City Hall supervisor sentenced to 18 months in prison for extortion, bribery, and other crimes
A City of Cleveland employee was sentenced to 18 months in prison for extortion, bribery, and other crimes after he accepted below-market improvements on his property from a city contractor he supervised and directed city projects to benefit himself. He was also ordered to pay restitution to the City of Cleveland and the Internal Revenue Service.
Khalil Ewais, 44, previously pleaded guilty to Hobbs Act extortion, receipt of a bribe, federal program theft, making false statements and filing false tax returns.
Ewais worked in the Mayor’s Office of Capital Projects (“MOCAP”) as the construction Section Chief in the Engineering and Construction division. In that capacity, he oversaw construction inspectors who inspect work on the city’s roads, bridges and sidewalks. He had a fiduciary duty to act in the best interests of the city and its citizens.
Ewais also owned and operated Pioneer Engineering, a private engineering and consulting business that did work for private clients. He also, along with his brother and other family members, owned commercial and residential rental properties in and around Cleveland.
Company 1 bid on jobs with the City of Cleveland. In April 2015, it was awarded a contract to perform most of the resurfacing of residential streets in certain wards of Cleveland for two years. Company 1 bid approximately $5.8 million for the work.
Ewais, in his job with the city, had input into whether Company 1 received additional contracts from the city. Company 1 could not receive payment for the work it did until Ewais certified it was done appropriately. He could also direct Company 1 to complete “corrective work” which would cost the company additional time and money.
In August 2016, Ewais contacted multiple companies, including Company 1, about paving the parking lot adjacent to Captain’s Grill, a property at 6104 Storer Ave. that he and his brother owned. Quotes for the work ranged from $48,923 to $59,152. Another contractor that Ewais supervised as part of the residential streets project declined to bid.
Ewais contacted an owner of Company 1 on August 10, 2016, about the estimate for the parking lot and said “I need it to be in the $25K range.” The owner quickly responded, “I will do the job for a lump sum of $26,000.”
Even though the parking lot work was a private job for Ewais, he sent an email form his City email address to another City official regarding the sewer connection at the border of Ewais’s property and West 61st Street, and stated that “E&C [MOCAP’s Division of Engineering & Construction] directed the roadway work and the connection fix in the street as part of the E&C Requirement Contract.” In fact, no City agency had directed any roadway work on West 61st Street at that time, and the work was related to Ewais’s private construction project.
Ewais also used his official position to cause the city to pay to repave most of the short public alleyway next to the parking lot, West 62nd Place.
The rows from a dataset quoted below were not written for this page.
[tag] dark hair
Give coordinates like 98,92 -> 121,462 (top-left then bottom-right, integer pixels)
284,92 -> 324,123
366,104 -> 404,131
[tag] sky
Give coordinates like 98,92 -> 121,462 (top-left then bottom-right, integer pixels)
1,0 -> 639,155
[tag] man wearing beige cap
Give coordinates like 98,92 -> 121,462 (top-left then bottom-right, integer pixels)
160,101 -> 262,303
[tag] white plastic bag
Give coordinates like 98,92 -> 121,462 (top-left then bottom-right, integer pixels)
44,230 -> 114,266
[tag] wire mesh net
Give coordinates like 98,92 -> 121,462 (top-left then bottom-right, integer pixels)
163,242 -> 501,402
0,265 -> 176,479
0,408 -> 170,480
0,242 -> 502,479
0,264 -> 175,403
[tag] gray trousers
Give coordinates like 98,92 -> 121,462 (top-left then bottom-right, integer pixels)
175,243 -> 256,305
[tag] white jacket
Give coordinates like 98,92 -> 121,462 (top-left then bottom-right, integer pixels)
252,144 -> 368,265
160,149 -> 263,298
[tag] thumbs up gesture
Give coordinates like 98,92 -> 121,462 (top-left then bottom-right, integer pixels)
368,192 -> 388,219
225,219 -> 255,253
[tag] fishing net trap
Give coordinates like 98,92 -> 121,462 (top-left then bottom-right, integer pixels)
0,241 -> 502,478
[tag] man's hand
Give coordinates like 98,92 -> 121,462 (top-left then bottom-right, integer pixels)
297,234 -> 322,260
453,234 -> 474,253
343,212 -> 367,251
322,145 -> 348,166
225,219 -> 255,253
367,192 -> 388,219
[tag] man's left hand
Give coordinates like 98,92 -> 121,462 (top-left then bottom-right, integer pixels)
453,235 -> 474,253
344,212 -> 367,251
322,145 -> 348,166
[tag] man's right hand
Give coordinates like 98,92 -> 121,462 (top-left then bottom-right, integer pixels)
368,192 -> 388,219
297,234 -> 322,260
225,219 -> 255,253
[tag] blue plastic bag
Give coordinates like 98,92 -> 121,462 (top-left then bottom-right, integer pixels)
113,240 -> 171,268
Around Oct. 25, 2016, Company 1— at the direction of Ewais — instructed a subcontractor to expand the scope of its work on the parking lot job to include milling and paving the part of West 62nd Place that adjoined the parking lot, but not the short additional distance to reach the home at the end of the alleyway.
In causing the city to pay for repaving most of West 62nd Place, Ewais avoided the established process for selecting streets to be resurfaced. The city, through a contractor, had sought to rate the condition of all the streets in Cleveland leading up to the 2016 resurfacing program. The city’s pavement management group, which included Ewais, met to discuss the lowest-rated streets in each ward to recommend to the City Council members which streets to include as part of the resurfacing program. The list of streets to be resurfaced never included West 62nd Place, which never even received a rating in the evaluation process.
Ewais, without the necessary approvals and authorizations, created a task order to have West 62nd Place, the small alleyway next to the Captain’s Grill parking lot, resurfaced. As a result of Ewais’s actions, the City of Cleveland paid a total for $10,938 to have West 62nd Place resurfaced.
The parking lot work was completed on Nov. 5, 2016, with the parking lot connected to West 62nd Place. Company 1 spent approximately $81,534 to complete the work. Ewais paid $31,336 for the work and Company 1 did not request any further payment.
In December 2017, Ewais lied to federal agents when he was questioned about the repaving of West 62nd Place, falsely claiming that a Cleveland City Councilperson had selected West 62nd Place to be repaved.
Ewais also filed false tax returns in which he failed to report all of his income from his rental properties.
This case was investigated by the Federal Bureau of Investigation, Internal Revenue Service – Criminal Investigations, the U.S. Department of Housing and Urban Development – Office of Inspector General and the Cleveland Division of Police. It was prosecuted by Assistant U.S. Attorneys Chelsea S. Rice and Elliot Morrison.